Na sexta apresentação da noite, a cena “Liberté” impactou o público com a atuação e um assunto importantíssimo de ser falado: a vida dos negros após a abolição da escravatura. O texto clássico já foi interpretado em edições anteriores do Festival, mas esse ano contou com a atuação de Paula Mendonça como Chinga e Bile Zampaolo como o funcionário. Liberté levou o prêmio de “Melhor Cena” pelos jurados. O jurado Gabriel Mendes participou pela primeira vez do festival e comentou: “Existe um teatro nascendo e renascendo no Rio de Janeiro e um dos berços desse teatro é, com certeza, a Maré. O trabalho que o Entre Lugares tem feito aqui ao longo desses mais de dez anos é extremamente poderoso e é extremamente fundamental para a renovação da cena teatral carioca, trazendo essa galera desse território para o palco e dando protagonismo a eles”.
Além do prêmio de Melhor Cena pelos jurados, o aluno/ator Bile Zampaolo, que participou pela primeira vez do festival, também venceu como Melhor ator revelação!
A cena “Grade de Teia” de texto autoral, foi escrita por Jade Cardozo, inspirada em Alethea Dreams, de Rafael Souza Ribeiro. Ela conta: “fazendo algumas pesquisas de campo, eu tava pesquisando muito sobre a Operação Tarântula, que aconteceu em 77. E eu queria encaixar isso de alguma forma em algum texto, só que acabou criando esse novo texto, né, com base também num conformismo que a sociedade vem tendo ultimamente de aceitar tudo que o sistema dá pra ela, sabe? E veio assim, além do texto do Rafael Souza Ribeiro, casou muito com a proposta também do que eu queria falar”. Na cena as fronteiras entre o real e o imaginário se entrelaçam e “explora o conflito entre identidade e conformidade em uma sociedade opressora”. A autora Jade compôs a cena como Valkiria, a atriz Juliana Costa como Lúcia e o ator Victorio como Cabo Teixeira.
E mais uma vez, o Festival de Cenas Curtas fez um grande sucesso, mantendo o público concentrado e aflito pelos resultados, até às 04:00 da manhã! Para além do grande dia de apresentação, o festival é construído meses antes, onde os alunos, professores e equipe técnica precisam de horas de ensaios, oficinas formativas, e ao mesmo tempo, não se deixarem abater pelos problemas cotidianos que tornam tudo mais difícil. Sendo, até mesmo um desses problemas as operações policiais na Maré, que fizeram com que o Entre Lugares adiasse o evento.

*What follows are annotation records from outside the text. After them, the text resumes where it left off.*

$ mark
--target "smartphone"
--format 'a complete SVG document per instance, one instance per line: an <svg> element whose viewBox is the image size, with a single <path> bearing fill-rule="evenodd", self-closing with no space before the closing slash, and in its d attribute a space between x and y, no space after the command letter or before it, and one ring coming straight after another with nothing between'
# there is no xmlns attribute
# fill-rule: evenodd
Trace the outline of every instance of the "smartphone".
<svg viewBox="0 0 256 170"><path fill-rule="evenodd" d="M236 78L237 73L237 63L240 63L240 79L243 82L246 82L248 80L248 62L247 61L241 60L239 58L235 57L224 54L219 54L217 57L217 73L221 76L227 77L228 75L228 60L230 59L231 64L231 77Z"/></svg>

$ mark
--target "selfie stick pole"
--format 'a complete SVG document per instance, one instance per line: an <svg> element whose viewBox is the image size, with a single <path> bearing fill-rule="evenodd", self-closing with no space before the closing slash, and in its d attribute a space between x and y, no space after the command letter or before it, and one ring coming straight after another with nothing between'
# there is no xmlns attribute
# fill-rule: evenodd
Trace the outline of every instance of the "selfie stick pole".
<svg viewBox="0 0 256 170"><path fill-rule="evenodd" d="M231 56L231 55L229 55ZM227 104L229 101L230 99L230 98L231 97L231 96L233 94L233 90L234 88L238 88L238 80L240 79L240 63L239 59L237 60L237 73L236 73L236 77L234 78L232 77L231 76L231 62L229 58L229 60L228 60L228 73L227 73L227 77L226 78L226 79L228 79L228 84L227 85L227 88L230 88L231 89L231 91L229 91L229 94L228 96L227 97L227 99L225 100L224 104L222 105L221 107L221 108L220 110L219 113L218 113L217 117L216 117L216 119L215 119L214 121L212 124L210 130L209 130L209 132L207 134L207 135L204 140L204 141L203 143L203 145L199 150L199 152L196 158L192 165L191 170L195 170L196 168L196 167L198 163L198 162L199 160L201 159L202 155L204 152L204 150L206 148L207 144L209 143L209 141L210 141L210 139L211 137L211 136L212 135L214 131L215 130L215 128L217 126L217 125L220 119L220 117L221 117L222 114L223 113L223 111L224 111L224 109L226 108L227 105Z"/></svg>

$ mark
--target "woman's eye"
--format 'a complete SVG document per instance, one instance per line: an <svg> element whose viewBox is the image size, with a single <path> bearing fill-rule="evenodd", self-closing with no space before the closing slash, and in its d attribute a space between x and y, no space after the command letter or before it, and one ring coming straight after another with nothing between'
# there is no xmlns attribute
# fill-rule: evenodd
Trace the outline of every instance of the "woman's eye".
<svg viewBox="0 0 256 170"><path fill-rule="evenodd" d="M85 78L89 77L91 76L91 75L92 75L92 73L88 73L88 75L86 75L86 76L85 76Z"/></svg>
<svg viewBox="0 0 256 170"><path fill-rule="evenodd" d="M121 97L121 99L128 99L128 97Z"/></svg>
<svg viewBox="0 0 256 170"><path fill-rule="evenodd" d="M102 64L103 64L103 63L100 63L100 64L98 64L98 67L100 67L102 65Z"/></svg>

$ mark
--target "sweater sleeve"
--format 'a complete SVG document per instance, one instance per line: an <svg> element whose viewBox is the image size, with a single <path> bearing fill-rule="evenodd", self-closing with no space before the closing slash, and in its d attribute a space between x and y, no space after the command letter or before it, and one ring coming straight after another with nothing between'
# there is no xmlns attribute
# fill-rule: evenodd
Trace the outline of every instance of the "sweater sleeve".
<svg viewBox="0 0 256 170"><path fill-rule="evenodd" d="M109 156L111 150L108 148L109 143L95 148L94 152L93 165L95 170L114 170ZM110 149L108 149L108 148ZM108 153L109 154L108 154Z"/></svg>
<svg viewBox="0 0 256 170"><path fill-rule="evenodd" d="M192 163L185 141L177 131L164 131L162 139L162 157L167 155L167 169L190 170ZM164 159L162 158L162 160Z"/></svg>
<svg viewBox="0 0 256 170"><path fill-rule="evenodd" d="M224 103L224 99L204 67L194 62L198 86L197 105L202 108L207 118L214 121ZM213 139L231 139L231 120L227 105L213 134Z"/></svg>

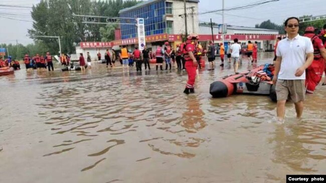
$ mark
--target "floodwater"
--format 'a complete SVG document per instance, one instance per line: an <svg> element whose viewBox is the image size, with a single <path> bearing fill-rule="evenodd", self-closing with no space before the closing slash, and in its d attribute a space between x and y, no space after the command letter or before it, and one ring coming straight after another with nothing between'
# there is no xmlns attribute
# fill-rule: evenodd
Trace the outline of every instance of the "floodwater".
<svg viewBox="0 0 326 183"><path fill-rule="evenodd" d="M270 122L268 96L212 98L210 84L233 70L219 64L200 71L189 96L185 72L153 66L0 77L0 182L282 182L326 174L326 86L307 96L302 120L289 102L285 122ZM244 60L239 70L251 67Z"/></svg>

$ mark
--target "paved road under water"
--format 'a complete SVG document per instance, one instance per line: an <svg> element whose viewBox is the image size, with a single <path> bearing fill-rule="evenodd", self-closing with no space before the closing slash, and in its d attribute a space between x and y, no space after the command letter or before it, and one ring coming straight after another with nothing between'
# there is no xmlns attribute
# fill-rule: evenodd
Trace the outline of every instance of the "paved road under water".
<svg viewBox="0 0 326 183"><path fill-rule="evenodd" d="M240 70L251 66L244 60ZM1 76L0 182L280 182L326 174L325 86L307 96L300 121L287 103L279 124L269 122L268 96L211 98L210 84L233 72L227 65L201 70L189 96L184 72L152 68Z"/></svg>

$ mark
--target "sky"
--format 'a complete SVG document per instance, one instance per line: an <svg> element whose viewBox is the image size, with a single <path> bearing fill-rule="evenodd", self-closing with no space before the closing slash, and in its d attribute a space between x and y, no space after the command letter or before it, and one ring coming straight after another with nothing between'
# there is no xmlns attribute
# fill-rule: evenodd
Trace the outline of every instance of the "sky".
<svg viewBox="0 0 326 183"><path fill-rule="evenodd" d="M200 0L199 20L209 22L210 19L222 24L222 12L202 14L210 10L222 8L222 0ZM225 0L225 8L247 5L257 2L269 0ZM244 10L236 10L225 12L224 22L230 25L254 26L256 24L270 20L277 24L282 24L289 16L299 16L312 14L326 14L325 0L279 0ZM0 0L0 43L14 44L16 42L23 44L32 43L33 40L26 36L27 30L33 25L31 16L31 7L40 0ZM16 5L31 8L4 6ZM10 18L18 19L13 20Z"/></svg>

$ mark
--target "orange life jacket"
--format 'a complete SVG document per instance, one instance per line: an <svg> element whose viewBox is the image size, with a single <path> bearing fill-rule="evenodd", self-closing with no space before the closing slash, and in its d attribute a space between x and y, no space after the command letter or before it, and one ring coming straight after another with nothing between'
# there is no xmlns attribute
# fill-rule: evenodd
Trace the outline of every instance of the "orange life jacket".
<svg viewBox="0 0 326 183"><path fill-rule="evenodd" d="M30 64L31 62L30 61L30 58L28 56L25 56L24 58L24 62L25 64Z"/></svg>
<svg viewBox="0 0 326 183"><path fill-rule="evenodd" d="M41 62L40 58L39 56L35 56L35 62L37 63L40 63Z"/></svg>
<svg viewBox="0 0 326 183"><path fill-rule="evenodd" d="M157 48L155 55L156 57L163 57L163 54L162 54L162 48L161 47Z"/></svg>
<svg viewBox="0 0 326 183"><path fill-rule="evenodd" d="M44 59L44 56L41 56L41 58L40 59L41 64L45 64L45 60Z"/></svg>

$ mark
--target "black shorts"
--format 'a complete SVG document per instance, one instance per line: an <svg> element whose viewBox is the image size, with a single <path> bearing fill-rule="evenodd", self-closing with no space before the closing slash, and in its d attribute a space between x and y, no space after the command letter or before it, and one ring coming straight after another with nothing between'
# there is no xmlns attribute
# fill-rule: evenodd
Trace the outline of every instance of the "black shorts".
<svg viewBox="0 0 326 183"><path fill-rule="evenodd" d="M161 57L156 57L156 64L162 64L163 63L163 58Z"/></svg>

A aluna Anna Sol fala sobre como, apesar das dificuldades, o projeto segue cumprindo com sua missão de estar junto com esses jovens e adolescentes na luta e amor pelo teatro: “Acredito que o diferencial daqui para os outros lugares seja realmente um acolhimento. A gente faz muito com muito pouco, então com pouco recurso, mas com muito carinho, com muito cuidado, muito afeto, muito diálogo… Então me senti muito acolhida, me senti muito bem! Pretendo voltar aqui mais vezes, pretendo estar nos outros festivais dos outros anos, então esse rostinho gravem, que eu vou permanecer!”.